World Backup Day Advice, New Malware Targeting Linux, and More
Welcome to Cyber Security Today. It’s Friday, March 31, 2023. In the US he is Howard Solomon, a cybersecurity reporter for ITWorldCanada.com and his TechNewsday.com.
Today is World Backup Day. ITWorldCanada.com has a lengthy article for IT leaders in midsize to large companies, so in this podcast we want to address IT leaders in small businesses. Fortunately, the simplicity of the environment compared to multi-million dollar retailers should make backup and recovery easier. Still, some of the same rules apply. First, decide what data you need to back up, prioritize sensitive information, and decide how often you need to back it up. Next, make sure your data is backed up offsite as well as onsite. It should also be encrypted for added protection. Third, keep your offsite backups from being compromised by hackers. One of the biggest IT mistakes is protecting offsite backups from being encrypted, which ruins the chances of data recovery. Fourth, document backup procedures to ensure knowledge is not leaked when staff leave. Finally, have your IT staff regularly practice restoring backups. Experience is needed in times of disaster.
Note for Linux administrators: New malware has been discovered targeting Linux servers. Researchers at the French company Exatrack call it Melofe and believe it was created by a China-based group. Drops rootkits and server implants. Implants can update themselves, create new sockets for interaction, retrieve system information, and read and write files. This implant is not widely known, suggesting that attackers only use it for high-value targets.
university researchers say There is a fundamental flaw in the Wi-Fi protocol that can affect devices running Linux, FreeBSD, Android, and iOS. In a summary of the report, Hacker News notes that this flaw could be used to hijack TCP connections and intercept client and web traffic. Power saving mechanisms in endpoint devices can trick access points into revealing cleartext data frames.

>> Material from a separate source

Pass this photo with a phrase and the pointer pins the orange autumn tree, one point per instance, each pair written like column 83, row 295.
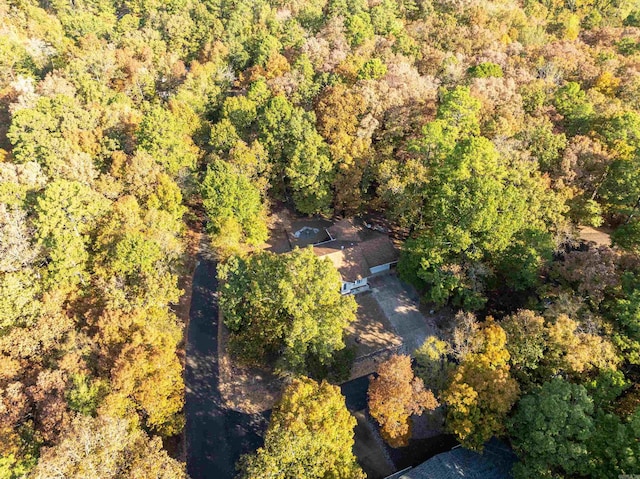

Cisco Systems says attacks against its Wireless Access Point and Meraki wireless products may be successful. But Cisco believes that the information gained is of little value in a securely configured network. To reduce his chances of success, he should enable TLS to encrypt data in transit. Additionally, network access should be restricted.
Note for Instagram users: Scammers are looking for subscribers who do not have multi-factor authentication enabled. Once they are found, the crooks use brute force attacks to figure out passwords or use phishing attacks to trick users into giving up their passwords. Once hackers gain access, they enable multi-factor authentication to lock out account holders, according to Group-IB researchers. It then renames the hijacked Instagram account to make it appear to belong to a financial institution and trick the account’s followers. The scheme was implemented in Indonesia, but any country can try it. Instagram users have been warned that this is another reason to enable multi-factor authentication.
That’s all. However, later today he will have a week-long review podcast available. Beauceron Security’s David Shipley and I discuss the proposed postponement of research in AI systems, the future of TikTok, and more.